Project Dignity is the non-profit extension of KwaZulu-Natal based organisation, Subz Pants and Pads. Founded by Sue Barnes, Subz Pants and Pads is a completely reusable sanitary pad and accompanying panty, created to address the challenges experienced by schoolgirls without access to sanitary wear. Through sponsored donations of the Subz packs, these girls are able to attend all classes with dignity and confidence.
The distribution of the Subz packs to schools throughout the country takes the form of an activation which includes an interactive talk on puberty as well as an explanation about the use and maintenance of the Subz product. For Zama, it has been the experience of meeting the young women, and hearing their stories first-hand, that has made the work she does so worthwhile.
“I really enjoy re-visiting the schools after six months, performing our monitoring and evaluation visits, and hearing exactly how the Subz packs have assisted these girls,” explained the mother-of-one. “It’s also fantastic to hear how much knowledge they have gained during the educational programmes.”
A resident of KwaNgcolosi in the Valley of a Thousand Hills, Zama has extensive experience within the NPO space where she’s worked for the past 15 years. Her previous roles have included Project Co-ordinator at ChildLine KZN, LifeLine KZN and enke: Make Your Mark. She is a qualified Victim Empowerment Worker, counsellor and Skills’ Development Facilitator.
It was during her time at LifeLine KZN that her path crossed with Project Dignity and she started leading the educational aspect of the school activations for the NPO. After taking a two-year sabbatical, Zama started working at Project Dignity part-time, eventually making the leap to full-time employee earlier this year.
While she loves her work, she admits one of the difficulties is insufficient funding required to meet the growing need: “We have a database of donation requests, and while we are able to make inroads, there is always more need.

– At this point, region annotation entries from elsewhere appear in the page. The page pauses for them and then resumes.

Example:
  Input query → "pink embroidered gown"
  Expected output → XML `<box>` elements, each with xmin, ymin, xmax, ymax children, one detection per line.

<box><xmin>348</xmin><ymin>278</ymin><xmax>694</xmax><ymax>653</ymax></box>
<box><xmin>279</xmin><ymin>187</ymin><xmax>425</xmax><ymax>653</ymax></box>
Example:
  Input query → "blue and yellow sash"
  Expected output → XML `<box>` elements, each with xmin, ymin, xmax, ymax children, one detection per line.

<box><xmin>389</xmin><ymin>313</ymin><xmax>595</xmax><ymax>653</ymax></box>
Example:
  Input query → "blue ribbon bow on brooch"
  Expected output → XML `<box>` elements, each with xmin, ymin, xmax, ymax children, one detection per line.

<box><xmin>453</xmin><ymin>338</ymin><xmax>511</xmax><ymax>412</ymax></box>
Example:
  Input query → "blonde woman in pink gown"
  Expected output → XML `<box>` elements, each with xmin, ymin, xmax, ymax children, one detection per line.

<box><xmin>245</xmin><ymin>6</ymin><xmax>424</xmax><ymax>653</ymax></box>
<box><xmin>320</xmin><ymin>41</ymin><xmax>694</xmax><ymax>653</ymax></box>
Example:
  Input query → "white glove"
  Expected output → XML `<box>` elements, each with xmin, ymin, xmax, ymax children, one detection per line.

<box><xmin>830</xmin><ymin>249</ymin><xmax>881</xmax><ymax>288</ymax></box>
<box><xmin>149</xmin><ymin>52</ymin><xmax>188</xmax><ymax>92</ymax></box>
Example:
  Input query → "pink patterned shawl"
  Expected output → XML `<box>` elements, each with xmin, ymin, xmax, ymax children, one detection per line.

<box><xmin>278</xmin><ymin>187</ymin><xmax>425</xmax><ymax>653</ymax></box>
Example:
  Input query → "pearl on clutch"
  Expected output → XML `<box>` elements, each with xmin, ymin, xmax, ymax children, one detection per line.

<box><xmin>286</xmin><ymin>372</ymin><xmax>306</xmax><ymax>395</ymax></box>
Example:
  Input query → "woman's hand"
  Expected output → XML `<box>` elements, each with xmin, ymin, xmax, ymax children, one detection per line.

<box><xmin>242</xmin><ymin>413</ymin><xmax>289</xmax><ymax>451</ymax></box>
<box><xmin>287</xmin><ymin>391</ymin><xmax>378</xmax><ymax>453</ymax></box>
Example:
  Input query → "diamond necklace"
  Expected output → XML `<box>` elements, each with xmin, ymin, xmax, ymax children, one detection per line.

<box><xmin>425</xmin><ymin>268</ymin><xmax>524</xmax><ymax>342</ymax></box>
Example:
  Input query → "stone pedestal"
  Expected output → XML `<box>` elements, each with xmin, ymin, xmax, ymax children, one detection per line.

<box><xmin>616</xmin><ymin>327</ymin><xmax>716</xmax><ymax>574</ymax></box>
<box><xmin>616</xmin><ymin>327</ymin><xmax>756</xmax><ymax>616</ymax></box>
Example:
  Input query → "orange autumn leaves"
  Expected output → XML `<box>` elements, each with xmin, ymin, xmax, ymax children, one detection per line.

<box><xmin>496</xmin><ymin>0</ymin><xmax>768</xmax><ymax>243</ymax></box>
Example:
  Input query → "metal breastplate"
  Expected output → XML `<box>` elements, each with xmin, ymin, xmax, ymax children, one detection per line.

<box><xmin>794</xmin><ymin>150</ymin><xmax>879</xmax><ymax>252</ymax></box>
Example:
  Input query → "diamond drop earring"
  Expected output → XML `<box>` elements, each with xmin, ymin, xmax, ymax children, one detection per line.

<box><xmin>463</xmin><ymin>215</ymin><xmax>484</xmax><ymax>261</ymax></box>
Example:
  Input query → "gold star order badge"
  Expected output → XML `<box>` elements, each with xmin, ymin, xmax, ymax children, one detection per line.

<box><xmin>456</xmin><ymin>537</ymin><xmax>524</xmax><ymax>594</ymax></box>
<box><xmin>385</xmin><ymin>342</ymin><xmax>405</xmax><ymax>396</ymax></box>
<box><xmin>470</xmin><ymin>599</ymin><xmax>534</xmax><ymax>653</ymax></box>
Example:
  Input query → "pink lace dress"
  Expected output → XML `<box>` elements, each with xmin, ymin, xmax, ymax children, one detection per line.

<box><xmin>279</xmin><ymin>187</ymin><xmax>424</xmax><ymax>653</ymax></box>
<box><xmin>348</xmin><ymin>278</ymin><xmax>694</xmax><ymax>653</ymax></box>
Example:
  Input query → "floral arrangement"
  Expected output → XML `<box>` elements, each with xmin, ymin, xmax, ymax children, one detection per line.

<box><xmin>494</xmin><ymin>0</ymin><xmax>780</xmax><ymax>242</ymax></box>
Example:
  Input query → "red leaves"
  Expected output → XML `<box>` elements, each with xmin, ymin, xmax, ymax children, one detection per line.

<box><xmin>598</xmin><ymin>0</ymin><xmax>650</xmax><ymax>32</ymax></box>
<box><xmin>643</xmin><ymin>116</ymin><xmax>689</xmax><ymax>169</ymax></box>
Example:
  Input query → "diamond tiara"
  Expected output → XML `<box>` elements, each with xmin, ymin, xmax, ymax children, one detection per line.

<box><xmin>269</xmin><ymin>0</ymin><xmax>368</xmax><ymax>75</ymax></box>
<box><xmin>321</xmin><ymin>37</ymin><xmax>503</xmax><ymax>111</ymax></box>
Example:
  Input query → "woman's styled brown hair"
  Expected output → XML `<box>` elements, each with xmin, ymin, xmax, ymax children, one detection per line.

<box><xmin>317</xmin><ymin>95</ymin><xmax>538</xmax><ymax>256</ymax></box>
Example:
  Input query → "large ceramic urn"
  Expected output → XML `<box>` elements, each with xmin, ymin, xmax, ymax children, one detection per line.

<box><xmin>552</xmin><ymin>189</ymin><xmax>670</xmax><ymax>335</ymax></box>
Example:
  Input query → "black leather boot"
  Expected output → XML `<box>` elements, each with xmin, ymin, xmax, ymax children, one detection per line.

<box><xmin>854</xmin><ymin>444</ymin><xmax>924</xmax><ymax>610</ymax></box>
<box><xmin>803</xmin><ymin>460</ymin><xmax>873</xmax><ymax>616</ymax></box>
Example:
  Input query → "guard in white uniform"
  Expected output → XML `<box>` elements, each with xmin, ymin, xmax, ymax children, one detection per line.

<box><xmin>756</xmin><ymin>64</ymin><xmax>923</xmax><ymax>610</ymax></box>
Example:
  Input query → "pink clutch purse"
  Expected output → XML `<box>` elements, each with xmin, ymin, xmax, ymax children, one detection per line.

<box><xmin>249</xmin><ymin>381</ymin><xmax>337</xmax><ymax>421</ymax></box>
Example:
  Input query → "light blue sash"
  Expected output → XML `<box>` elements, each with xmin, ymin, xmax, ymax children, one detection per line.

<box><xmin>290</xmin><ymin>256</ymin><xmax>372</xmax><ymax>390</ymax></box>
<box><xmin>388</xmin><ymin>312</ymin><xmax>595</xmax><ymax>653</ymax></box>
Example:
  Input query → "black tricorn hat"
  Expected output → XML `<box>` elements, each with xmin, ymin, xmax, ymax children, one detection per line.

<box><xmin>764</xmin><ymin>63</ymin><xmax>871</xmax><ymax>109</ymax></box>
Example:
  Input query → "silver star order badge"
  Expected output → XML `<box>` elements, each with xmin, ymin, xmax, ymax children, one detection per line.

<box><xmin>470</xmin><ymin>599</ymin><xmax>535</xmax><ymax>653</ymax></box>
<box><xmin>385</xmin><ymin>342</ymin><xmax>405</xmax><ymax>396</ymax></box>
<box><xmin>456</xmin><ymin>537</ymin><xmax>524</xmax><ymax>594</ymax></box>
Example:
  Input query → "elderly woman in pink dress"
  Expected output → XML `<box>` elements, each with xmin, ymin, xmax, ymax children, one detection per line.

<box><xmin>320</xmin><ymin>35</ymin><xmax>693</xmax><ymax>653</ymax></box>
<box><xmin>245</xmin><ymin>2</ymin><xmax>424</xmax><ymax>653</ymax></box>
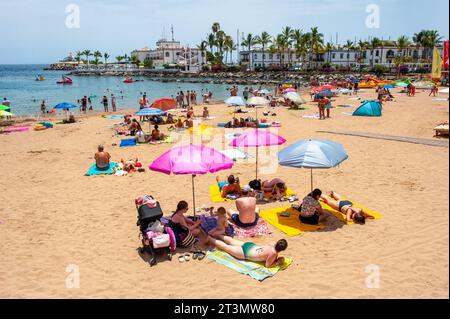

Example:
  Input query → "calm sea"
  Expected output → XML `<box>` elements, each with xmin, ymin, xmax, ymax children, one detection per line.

<box><xmin>0</xmin><ymin>65</ymin><xmax>270</xmax><ymax>115</ymax></box>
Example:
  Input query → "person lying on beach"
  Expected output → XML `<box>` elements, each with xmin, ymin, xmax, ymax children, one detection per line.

<box><xmin>166</xmin><ymin>113</ymin><xmax>175</xmax><ymax>124</ymax></box>
<box><xmin>207</xmin><ymin>236</ymin><xmax>288</xmax><ymax>268</ymax></box>
<box><xmin>227</xmin><ymin>185</ymin><xmax>259</xmax><ymax>228</ymax></box>
<box><xmin>169</xmin><ymin>201</ymin><xmax>202</xmax><ymax>247</ymax></box>
<box><xmin>94</xmin><ymin>145</ymin><xmax>111</xmax><ymax>171</ymax></box>
<box><xmin>321</xmin><ymin>192</ymin><xmax>375</xmax><ymax>225</ymax></box>
<box><xmin>203</xmin><ymin>106</ymin><xmax>209</xmax><ymax>119</ymax></box>
<box><xmin>216</xmin><ymin>175</ymin><xmax>241</xmax><ymax>198</ymax></box>
<box><xmin>299</xmin><ymin>189</ymin><xmax>328</xmax><ymax>225</ymax></box>
<box><xmin>208</xmin><ymin>207</ymin><xmax>228</xmax><ymax>237</ymax></box>
<box><xmin>152</xmin><ymin>125</ymin><xmax>167</xmax><ymax>141</ymax></box>
<box><xmin>262</xmin><ymin>178</ymin><xmax>287</xmax><ymax>199</ymax></box>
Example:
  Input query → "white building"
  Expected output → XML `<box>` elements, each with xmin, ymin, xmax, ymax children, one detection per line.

<box><xmin>131</xmin><ymin>39</ymin><xmax>206</xmax><ymax>71</ymax></box>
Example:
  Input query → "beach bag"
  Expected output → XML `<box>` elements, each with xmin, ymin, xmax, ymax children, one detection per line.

<box><xmin>153</xmin><ymin>234</ymin><xmax>170</xmax><ymax>249</ymax></box>
<box><xmin>248</xmin><ymin>179</ymin><xmax>261</xmax><ymax>191</ymax></box>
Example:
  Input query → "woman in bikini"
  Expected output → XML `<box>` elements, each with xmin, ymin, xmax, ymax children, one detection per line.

<box><xmin>321</xmin><ymin>192</ymin><xmax>375</xmax><ymax>225</ymax></box>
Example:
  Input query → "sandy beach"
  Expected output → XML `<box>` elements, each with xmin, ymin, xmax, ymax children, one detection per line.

<box><xmin>0</xmin><ymin>90</ymin><xmax>449</xmax><ymax>298</ymax></box>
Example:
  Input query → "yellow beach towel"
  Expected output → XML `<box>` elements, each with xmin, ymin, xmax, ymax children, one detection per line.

<box><xmin>320</xmin><ymin>199</ymin><xmax>382</xmax><ymax>225</ymax></box>
<box><xmin>209</xmin><ymin>184</ymin><xmax>295</xmax><ymax>203</ymax></box>
<box><xmin>259</xmin><ymin>207</ymin><xmax>325</xmax><ymax>237</ymax></box>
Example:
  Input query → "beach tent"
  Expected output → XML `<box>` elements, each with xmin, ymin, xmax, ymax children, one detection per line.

<box><xmin>353</xmin><ymin>101</ymin><xmax>383</xmax><ymax>117</ymax></box>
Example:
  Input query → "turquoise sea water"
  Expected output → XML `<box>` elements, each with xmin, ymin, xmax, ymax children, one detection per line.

<box><xmin>0</xmin><ymin>65</ymin><xmax>270</xmax><ymax>115</ymax></box>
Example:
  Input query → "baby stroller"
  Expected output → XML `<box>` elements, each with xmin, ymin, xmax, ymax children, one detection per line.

<box><xmin>136</xmin><ymin>196</ymin><xmax>176</xmax><ymax>267</ymax></box>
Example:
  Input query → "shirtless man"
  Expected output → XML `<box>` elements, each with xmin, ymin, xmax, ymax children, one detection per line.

<box><xmin>321</xmin><ymin>192</ymin><xmax>375</xmax><ymax>225</ymax></box>
<box><xmin>227</xmin><ymin>185</ymin><xmax>259</xmax><ymax>228</ymax></box>
<box><xmin>95</xmin><ymin>145</ymin><xmax>111</xmax><ymax>171</ymax></box>
<box><xmin>208</xmin><ymin>236</ymin><xmax>288</xmax><ymax>268</ymax></box>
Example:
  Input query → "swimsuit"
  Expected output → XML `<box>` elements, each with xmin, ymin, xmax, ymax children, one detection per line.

<box><xmin>242</xmin><ymin>242</ymin><xmax>256</xmax><ymax>259</ymax></box>
<box><xmin>339</xmin><ymin>200</ymin><xmax>353</xmax><ymax>211</ymax></box>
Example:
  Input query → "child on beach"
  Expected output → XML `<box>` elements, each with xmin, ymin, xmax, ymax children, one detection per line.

<box><xmin>208</xmin><ymin>207</ymin><xmax>228</xmax><ymax>237</ymax></box>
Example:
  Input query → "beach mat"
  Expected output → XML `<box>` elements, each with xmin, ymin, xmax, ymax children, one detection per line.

<box><xmin>259</xmin><ymin>207</ymin><xmax>325</xmax><ymax>237</ymax></box>
<box><xmin>206</xmin><ymin>249</ymin><xmax>293</xmax><ymax>281</ymax></box>
<box><xmin>209</xmin><ymin>184</ymin><xmax>296</xmax><ymax>203</ymax></box>
<box><xmin>233</xmin><ymin>218</ymin><xmax>272</xmax><ymax>237</ymax></box>
<box><xmin>86</xmin><ymin>162</ymin><xmax>117</xmax><ymax>176</ymax></box>
<box><xmin>320</xmin><ymin>199</ymin><xmax>382</xmax><ymax>225</ymax></box>
<box><xmin>120</xmin><ymin>138</ymin><xmax>137</xmax><ymax>147</ymax></box>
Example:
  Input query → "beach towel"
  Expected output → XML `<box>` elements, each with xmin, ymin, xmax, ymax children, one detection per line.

<box><xmin>86</xmin><ymin>162</ymin><xmax>117</xmax><ymax>176</ymax></box>
<box><xmin>233</xmin><ymin>218</ymin><xmax>272</xmax><ymax>237</ymax></box>
<box><xmin>206</xmin><ymin>249</ymin><xmax>293</xmax><ymax>281</ymax></box>
<box><xmin>120</xmin><ymin>138</ymin><xmax>137</xmax><ymax>147</ymax></box>
<box><xmin>433</xmin><ymin>98</ymin><xmax>448</xmax><ymax>102</ymax></box>
<box><xmin>320</xmin><ymin>198</ymin><xmax>382</xmax><ymax>225</ymax></box>
<box><xmin>302</xmin><ymin>114</ymin><xmax>320</xmax><ymax>119</ymax></box>
<box><xmin>209</xmin><ymin>184</ymin><xmax>295</xmax><ymax>203</ymax></box>
<box><xmin>200</xmin><ymin>215</ymin><xmax>236</xmax><ymax>237</ymax></box>
<box><xmin>259</xmin><ymin>207</ymin><xmax>325</xmax><ymax>237</ymax></box>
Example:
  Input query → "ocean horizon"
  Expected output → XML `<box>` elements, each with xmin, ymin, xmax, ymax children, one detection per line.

<box><xmin>0</xmin><ymin>64</ymin><xmax>270</xmax><ymax>115</ymax></box>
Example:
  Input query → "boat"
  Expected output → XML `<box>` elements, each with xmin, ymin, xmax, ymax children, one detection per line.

<box><xmin>56</xmin><ymin>76</ymin><xmax>73</xmax><ymax>84</ymax></box>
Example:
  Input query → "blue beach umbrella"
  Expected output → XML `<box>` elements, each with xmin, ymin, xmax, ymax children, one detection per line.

<box><xmin>278</xmin><ymin>139</ymin><xmax>348</xmax><ymax>192</ymax></box>
<box><xmin>55</xmin><ymin>102</ymin><xmax>78</xmax><ymax>109</ymax></box>
<box><xmin>135</xmin><ymin>107</ymin><xmax>166</xmax><ymax>116</ymax></box>
<box><xmin>225</xmin><ymin>96</ymin><xmax>245</xmax><ymax>106</ymax></box>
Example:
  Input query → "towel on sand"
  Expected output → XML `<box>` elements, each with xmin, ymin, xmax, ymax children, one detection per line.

<box><xmin>233</xmin><ymin>218</ymin><xmax>272</xmax><ymax>237</ymax></box>
<box><xmin>209</xmin><ymin>184</ymin><xmax>295</xmax><ymax>203</ymax></box>
<box><xmin>86</xmin><ymin>162</ymin><xmax>117</xmax><ymax>176</ymax></box>
<box><xmin>206</xmin><ymin>249</ymin><xmax>293</xmax><ymax>281</ymax></box>
<box><xmin>120</xmin><ymin>138</ymin><xmax>137</xmax><ymax>147</ymax></box>
<box><xmin>259</xmin><ymin>207</ymin><xmax>325</xmax><ymax>237</ymax></box>
<box><xmin>320</xmin><ymin>198</ymin><xmax>382</xmax><ymax>225</ymax></box>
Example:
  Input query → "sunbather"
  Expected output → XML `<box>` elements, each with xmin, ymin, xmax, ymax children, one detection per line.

<box><xmin>208</xmin><ymin>236</ymin><xmax>288</xmax><ymax>268</ymax></box>
<box><xmin>216</xmin><ymin>175</ymin><xmax>241</xmax><ymax>198</ymax></box>
<box><xmin>208</xmin><ymin>207</ymin><xmax>228</xmax><ymax>237</ymax></box>
<box><xmin>262</xmin><ymin>178</ymin><xmax>287</xmax><ymax>199</ymax></box>
<box><xmin>95</xmin><ymin>145</ymin><xmax>111</xmax><ymax>171</ymax></box>
<box><xmin>299</xmin><ymin>189</ymin><xmax>328</xmax><ymax>225</ymax></box>
<box><xmin>227</xmin><ymin>185</ymin><xmax>259</xmax><ymax>228</ymax></box>
<box><xmin>321</xmin><ymin>192</ymin><xmax>375</xmax><ymax>225</ymax></box>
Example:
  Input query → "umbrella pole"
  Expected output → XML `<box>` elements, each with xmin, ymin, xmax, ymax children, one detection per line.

<box><xmin>192</xmin><ymin>175</ymin><xmax>197</xmax><ymax>216</ymax></box>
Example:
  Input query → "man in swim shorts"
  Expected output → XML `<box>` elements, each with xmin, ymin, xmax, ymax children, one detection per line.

<box><xmin>208</xmin><ymin>236</ymin><xmax>288</xmax><ymax>268</ymax></box>
<box><xmin>95</xmin><ymin>145</ymin><xmax>111</xmax><ymax>171</ymax></box>
<box><xmin>227</xmin><ymin>185</ymin><xmax>259</xmax><ymax>228</ymax></box>
<box><xmin>321</xmin><ymin>192</ymin><xmax>375</xmax><ymax>225</ymax></box>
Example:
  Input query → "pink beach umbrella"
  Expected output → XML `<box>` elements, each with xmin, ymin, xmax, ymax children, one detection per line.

<box><xmin>149</xmin><ymin>144</ymin><xmax>234</xmax><ymax>212</ymax></box>
<box><xmin>230</xmin><ymin>130</ymin><xmax>286</xmax><ymax>179</ymax></box>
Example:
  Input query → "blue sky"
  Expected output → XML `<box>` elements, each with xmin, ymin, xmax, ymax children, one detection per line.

<box><xmin>0</xmin><ymin>0</ymin><xmax>449</xmax><ymax>64</ymax></box>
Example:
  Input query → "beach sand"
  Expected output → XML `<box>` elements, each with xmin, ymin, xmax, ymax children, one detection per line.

<box><xmin>0</xmin><ymin>86</ymin><xmax>449</xmax><ymax>299</ymax></box>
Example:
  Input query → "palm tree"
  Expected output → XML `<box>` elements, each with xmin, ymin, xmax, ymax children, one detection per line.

<box><xmin>197</xmin><ymin>41</ymin><xmax>208</xmax><ymax>65</ymax></box>
<box><xmin>344</xmin><ymin>40</ymin><xmax>354</xmax><ymax>71</ymax></box>
<box><xmin>369</xmin><ymin>37</ymin><xmax>381</xmax><ymax>70</ymax></box>
<box><xmin>94</xmin><ymin>50</ymin><xmax>103</xmax><ymax>65</ymax></box>
<box><xmin>82</xmin><ymin>50</ymin><xmax>93</xmax><ymax>67</ymax></box>
<box><xmin>103</xmin><ymin>52</ymin><xmax>111</xmax><ymax>69</ymax></box>
<box><xmin>281</xmin><ymin>27</ymin><xmax>294</xmax><ymax>64</ymax></box>
<box><xmin>255</xmin><ymin>31</ymin><xmax>272</xmax><ymax>69</ymax></box>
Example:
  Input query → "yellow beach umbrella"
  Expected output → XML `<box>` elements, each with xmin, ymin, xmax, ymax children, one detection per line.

<box><xmin>0</xmin><ymin>111</ymin><xmax>15</xmax><ymax>117</ymax></box>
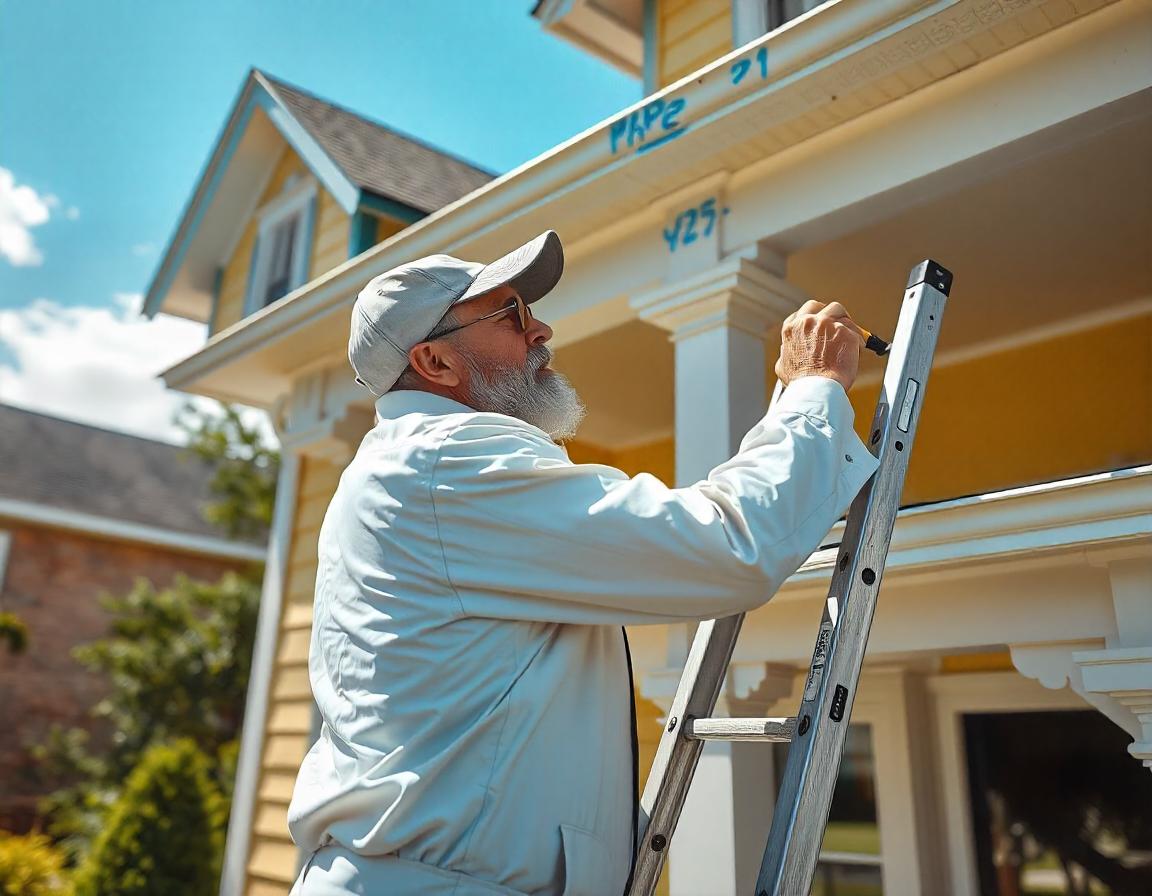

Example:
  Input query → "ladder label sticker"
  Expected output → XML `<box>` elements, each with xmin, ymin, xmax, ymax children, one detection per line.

<box><xmin>896</xmin><ymin>379</ymin><xmax>920</xmax><ymax>432</ymax></box>
<box><xmin>804</xmin><ymin>620</ymin><xmax>835</xmax><ymax>701</ymax></box>
<box><xmin>828</xmin><ymin>684</ymin><xmax>848</xmax><ymax>722</ymax></box>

This is challenging as we are approached by so many organisations and we have to ask them to wait until we have sufficient funds to roll out.”
However, a tenacious spirit and positive attitude leaves Zama undeterred by any challenges, and she’s always ready to help where she can: “I have a passion for people. I feel, for me, it does not matter where I have found myself, as long as I am bettering a life. The work brings patience, understanding and unwavering vision for change. I can only give my best.”
Commenting on this extraordinary woman, Sue Barnes said: “Zama is a gem! She’s a natural educator with a heart for community. Her passion is working with and uplifting young women, empowering them for a better life. Her natural ability to engage with the youth makes her a huge asset to the organisation.”
When not running after her bubbly four-year-old daughter, Zama can either be found curled up in bed with a good book, catching up on her favourite series or heading to the beachside for some fresh air and relaxation.